The Dandy vs. the Disgrace
Jerry Lewis, George Steinbrenner, and Richard Nixon are three personalities I could never resist when they appeared on TV. The inverted charisma of these men - their transparent and blustery attempts at concealing massive insecurities behind public personas - lent them an accident-waiting-to-happen aura I found particularly compelling. I just didn't want to avert my gaze, lest I miss that final moment when layers of obnoxiousness sloughed away to reveal the quivering mass of childhood trauma running the show. Watching Lewis's telethon clowning Steinbrenner's obsessive firing and rehiring of managers, or Nixon declaring, "I am not a crook" - these were my precusors to today's reality shows, the main draw being a public nervous breakdown. I may be wrong, but I'm betting on Sarah Palin as the next big thing in this genre.

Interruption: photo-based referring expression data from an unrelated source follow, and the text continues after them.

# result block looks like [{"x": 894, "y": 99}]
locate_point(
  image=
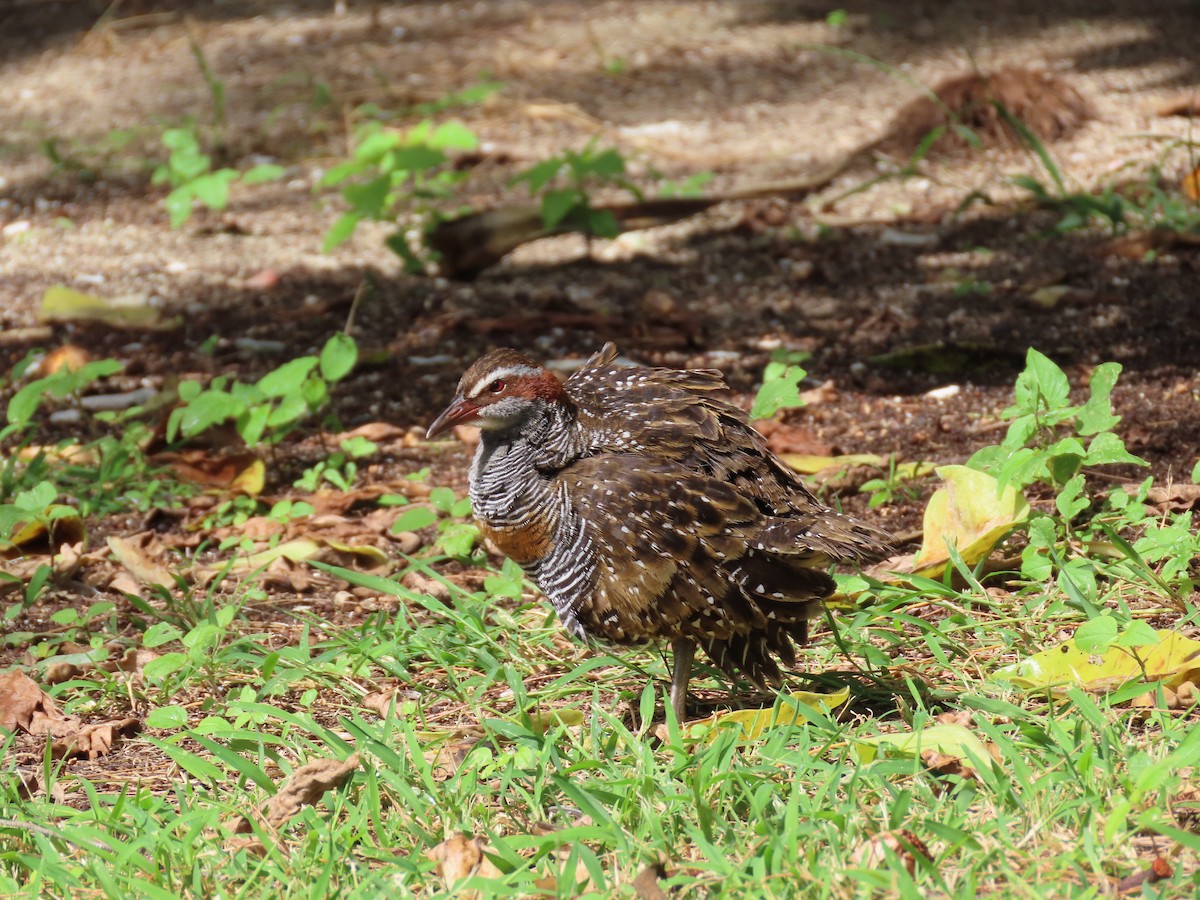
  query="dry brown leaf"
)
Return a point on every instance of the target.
[
  {"x": 59, "y": 672},
  {"x": 646, "y": 882},
  {"x": 448, "y": 756},
  {"x": 67, "y": 358},
  {"x": 139, "y": 556},
  {"x": 27, "y": 707},
  {"x": 24, "y": 706},
  {"x": 202, "y": 467},
  {"x": 93, "y": 741},
  {"x": 304, "y": 787},
  {"x": 460, "y": 857},
  {"x": 1044, "y": 102},
  {"x": 423, "y": 585},
  {"x": 132, "y": 661},
  {"x": 945, "y": 765},
  {"x": 957, "y": 717},
  {"x": 1158, "y": 870},
  {"x": 906, "y": 845}
]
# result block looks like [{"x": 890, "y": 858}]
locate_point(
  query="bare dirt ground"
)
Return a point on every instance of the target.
[
  {"x": 737, "y": 89},
  {"x": 747, "y": 90}
]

There are moments in Frost/Nixon in which director Ron Howard captures Frank Langella’s Nixon in just such a state of rawness. All the actors I've seen play Nixon - Anthony Hopkins, Philip Baker Hall, Dan Hedaya, Rip Torn - have delivered meritorious performances. But Langella's is the one that truly fascinates, because it so thoroughly captures the pathos and inner desolation lurking underneath the familiar mannerisms and intonation.
The film, adapted from the stage play, recounts the circumstances surrounding the 1977 series of interviews of Nixon by David Frost, three years after the president had resigned in disgrace over Watergate. Frost offered Nixon $600,000 for the gig, topping an offer from CBS and putting himself at financial risk. None of the networks would buy the program, so Frost, in an unprecedented move, was forced to syndicate it.

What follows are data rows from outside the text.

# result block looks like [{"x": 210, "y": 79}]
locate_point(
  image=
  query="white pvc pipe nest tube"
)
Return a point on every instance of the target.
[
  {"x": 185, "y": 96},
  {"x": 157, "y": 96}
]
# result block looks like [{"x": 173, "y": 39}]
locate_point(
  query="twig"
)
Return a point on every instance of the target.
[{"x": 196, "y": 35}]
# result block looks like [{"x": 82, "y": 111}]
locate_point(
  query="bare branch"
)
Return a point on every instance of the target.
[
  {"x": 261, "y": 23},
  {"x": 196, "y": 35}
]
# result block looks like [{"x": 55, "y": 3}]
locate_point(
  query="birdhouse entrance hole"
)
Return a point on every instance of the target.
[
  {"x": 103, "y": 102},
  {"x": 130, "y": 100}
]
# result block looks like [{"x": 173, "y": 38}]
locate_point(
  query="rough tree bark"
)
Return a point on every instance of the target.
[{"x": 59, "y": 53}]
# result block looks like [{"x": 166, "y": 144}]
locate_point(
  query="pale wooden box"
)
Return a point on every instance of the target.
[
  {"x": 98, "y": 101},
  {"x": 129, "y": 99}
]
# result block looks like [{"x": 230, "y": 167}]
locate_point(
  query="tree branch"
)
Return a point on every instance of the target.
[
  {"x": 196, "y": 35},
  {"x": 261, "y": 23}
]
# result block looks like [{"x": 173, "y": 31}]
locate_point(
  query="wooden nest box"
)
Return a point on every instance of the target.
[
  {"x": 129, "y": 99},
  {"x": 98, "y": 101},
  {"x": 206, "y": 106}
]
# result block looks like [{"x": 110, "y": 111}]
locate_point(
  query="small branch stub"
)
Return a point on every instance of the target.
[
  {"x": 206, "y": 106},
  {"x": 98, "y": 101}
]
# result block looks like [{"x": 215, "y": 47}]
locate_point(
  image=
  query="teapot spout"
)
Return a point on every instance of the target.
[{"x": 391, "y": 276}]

Because Howard does such a terrific job of setting up what's at stake for the participants, the film builds formidable tension. Frost at the time was considered a celebrity interviewer, a lightweight. "I spent yesterday afternoon watching you interview the Bee Gees," his producer, skeptical of his boss's ability to pull off the hard-news coup, admonishes him. But Frost, played by Michael Sheen (Tony Blair in The Queen) as having a keen intelligence beneath the frothy exterior, wants to use the event as a springboard for a comeback in America, where his show had been cancelled. Meanwhile, Frost's researchers, James Reston and Bob Zelnick (Sam Rockwell and Oliver Platt), see the event as a chance to put the liberal bete noire Nixon on trial, bringing him to justice in a way that Gerald Ford's pardon had precluded.

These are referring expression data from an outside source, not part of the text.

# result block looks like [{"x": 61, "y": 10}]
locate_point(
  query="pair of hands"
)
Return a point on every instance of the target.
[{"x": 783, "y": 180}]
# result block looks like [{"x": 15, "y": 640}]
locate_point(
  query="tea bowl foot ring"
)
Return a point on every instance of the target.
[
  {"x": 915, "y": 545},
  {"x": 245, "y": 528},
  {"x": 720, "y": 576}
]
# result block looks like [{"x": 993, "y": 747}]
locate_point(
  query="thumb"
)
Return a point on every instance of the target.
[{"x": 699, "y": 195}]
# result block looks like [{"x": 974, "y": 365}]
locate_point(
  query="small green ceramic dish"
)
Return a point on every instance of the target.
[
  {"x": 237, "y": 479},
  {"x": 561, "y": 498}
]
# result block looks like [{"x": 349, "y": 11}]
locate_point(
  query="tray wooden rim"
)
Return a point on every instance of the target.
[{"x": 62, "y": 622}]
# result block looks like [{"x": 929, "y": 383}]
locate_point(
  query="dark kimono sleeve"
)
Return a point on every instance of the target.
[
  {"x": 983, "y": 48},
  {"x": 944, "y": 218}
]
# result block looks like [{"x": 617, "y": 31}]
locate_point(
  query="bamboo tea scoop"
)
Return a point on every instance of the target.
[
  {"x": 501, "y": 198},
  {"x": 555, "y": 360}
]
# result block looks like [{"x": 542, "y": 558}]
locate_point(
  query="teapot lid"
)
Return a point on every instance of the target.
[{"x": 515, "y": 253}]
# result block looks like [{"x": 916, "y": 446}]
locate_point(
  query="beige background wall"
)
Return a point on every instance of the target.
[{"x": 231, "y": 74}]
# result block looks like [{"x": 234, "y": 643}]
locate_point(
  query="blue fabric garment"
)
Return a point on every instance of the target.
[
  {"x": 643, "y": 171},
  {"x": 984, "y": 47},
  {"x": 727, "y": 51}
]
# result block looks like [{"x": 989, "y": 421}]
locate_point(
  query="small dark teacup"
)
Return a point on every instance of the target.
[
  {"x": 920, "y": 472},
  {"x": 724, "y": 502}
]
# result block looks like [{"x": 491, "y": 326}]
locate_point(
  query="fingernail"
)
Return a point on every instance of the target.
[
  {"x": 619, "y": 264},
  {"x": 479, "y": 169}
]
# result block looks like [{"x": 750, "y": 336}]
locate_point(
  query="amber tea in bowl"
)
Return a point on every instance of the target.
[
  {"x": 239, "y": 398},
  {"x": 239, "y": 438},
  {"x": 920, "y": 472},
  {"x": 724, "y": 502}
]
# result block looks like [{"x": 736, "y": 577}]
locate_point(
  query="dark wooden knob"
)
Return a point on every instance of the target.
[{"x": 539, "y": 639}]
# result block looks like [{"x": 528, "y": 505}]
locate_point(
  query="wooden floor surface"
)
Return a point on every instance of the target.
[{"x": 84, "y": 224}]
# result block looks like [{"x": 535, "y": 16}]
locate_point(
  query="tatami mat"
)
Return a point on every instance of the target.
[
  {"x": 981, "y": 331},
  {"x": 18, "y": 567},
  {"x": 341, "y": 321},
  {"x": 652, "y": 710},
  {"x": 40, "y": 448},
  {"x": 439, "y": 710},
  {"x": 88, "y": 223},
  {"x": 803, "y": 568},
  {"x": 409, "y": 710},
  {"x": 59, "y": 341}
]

Nixon, of course, has the biggest fish to fry. He wants to exonerate himself and rehabilitate his reputation. Both the Nixon and Frost teams think Frost will be no match for Tricky Dick. “After this you can even move back east,” says his aide, Jack Brennan (Kevin Bacon). “Frost is not in your intellectual class,” exudes another flunkie. “It’ll be a big wet kiss.”